Am 10. Oktober versammelte sich der vorderösterreichische Landtag zu Neuenburg am Rhein, um über das weitere Vorgehen gegen Waldshut zu beraten. An den Landtag sandte der Markgraf Ernst von Baden, wie es scheint im Auftrag des Reichsregimentes zu Esslingen, ein Schreiben, in welchem er seine Vermittlung anbot, um den Abzug der Züricher zu erwirken und die Waldshuter wieder zu Gnaden zu bringen. Die Stände beschlossen demgemäß, für den Fall, dass er die Stadt Waldshut bewege, den Züricher Zusatz zu entlassen, in ihrem Vorhaben still zu stehen. „Sollten sich die Waldshuter demütigen und in eine ziemliche Strafe ergeben, so würden die Stände sich des Überzugs vertragen, damit sie wieder zu Gnaden kommen könnten.“ Eine Botschaft der Stände erwarte am kommenden Freitag (14. Oktober) zu Laufenburg über diese Handlung Bescheid. Die Unterhandlungen der markgräflichen Boten in Waldshut dauerten bis zum 16. Oktober und wurden den in Laufenburg versammelten Gesandten mitgeteilt. Zwei Tage später erschienen Ratsboten von Laufenburg, Säckingen, Rheinfelden und dem Schwarzwald in Waldshut und setzten gemeinsam mit diesem „einen gütlichen Tag“ auf kommenden Montag vor Allerheiligen (31. Oktober) zu Rheinfelden fest. Bevor dieser Tag stattfand, trat der vorderösterreichische Landtag nochmals (am 28. Oktober) zu Neuenburg zu einer Beratung zusammen. Hier drückten die Stände den Wunsch aus, die Waldshuter Sache möge solchen Fürsten, welche die Stände selbst bezeichnen würden, zur Entscheidung überlassen werden - ein Wunsch, dessen Erfüllung die Regierung versagte. Waldshut ließ den Markgrafen Ernst ersuchen, in Rheinfelden entweder selbst zu erscheinen oder einen Landvogt oder Kanzler dahin zu senden.

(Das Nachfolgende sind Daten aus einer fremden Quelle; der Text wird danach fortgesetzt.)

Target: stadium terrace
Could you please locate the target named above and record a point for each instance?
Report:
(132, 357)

Inzwischen hatten, wie schon oben angedeutet wurde, die österreichischen Gesandten Veit Suter und Wilhelm von Reichenbach am Frauenfelder Tag (13. Oktober) lebhafte Klage wider Zürich erhoben. Nicht bloß dass es die Waldshuter durch die Absendung des Zusatzes unterstütze und jedem Mann desselben täglich einen Batzen Sold verabreiche, gehe die Rede, dass man ihnen einen Zusatz von 6000 Mann versprochen habe. Die Eidgenossen mögen erklären, wie sie sich zu dieser offenkundigen Verlegung der Erbeinigung verhalten. Zürich stellte alle Anklagen als unwahre Behauptungen hin. Der Zuzug sei des Nachts nach Waldshut gegangen, und zwar ohne Wissen und Willen der Obrigkeit. Man habe ihn unverzüglich durch eine Botschaft zur Rückkehr aufgefordert und einzelne seien in der Tat zurückgekommen. Zürich bat, man möge die Waldshuter nicht des Evangeliums wegen strafen und sie bei ihrem guten Recht belassen. Noch am 14. November behauptete Zürich: Was Dr. Reichenbach auf dem Tag zu Frauenfeld gegen die Züricher vorgebracht, sei nicht wahr. Waldshut wandte sich inzwischen an die Eidgenossen, sie möchten ihnen helfen, damit sie endlich zur Ruhe kommen. 2) Am 25. Oktober sandte es ein Schreiben nach Zürich, in welchem es seiner Zufriedenheit mit dem Verhalten des Zusatzes Ausdruck gibt und die Bitte stellt, gegenteiligen Nachrichten keinen Glauben zu schenken.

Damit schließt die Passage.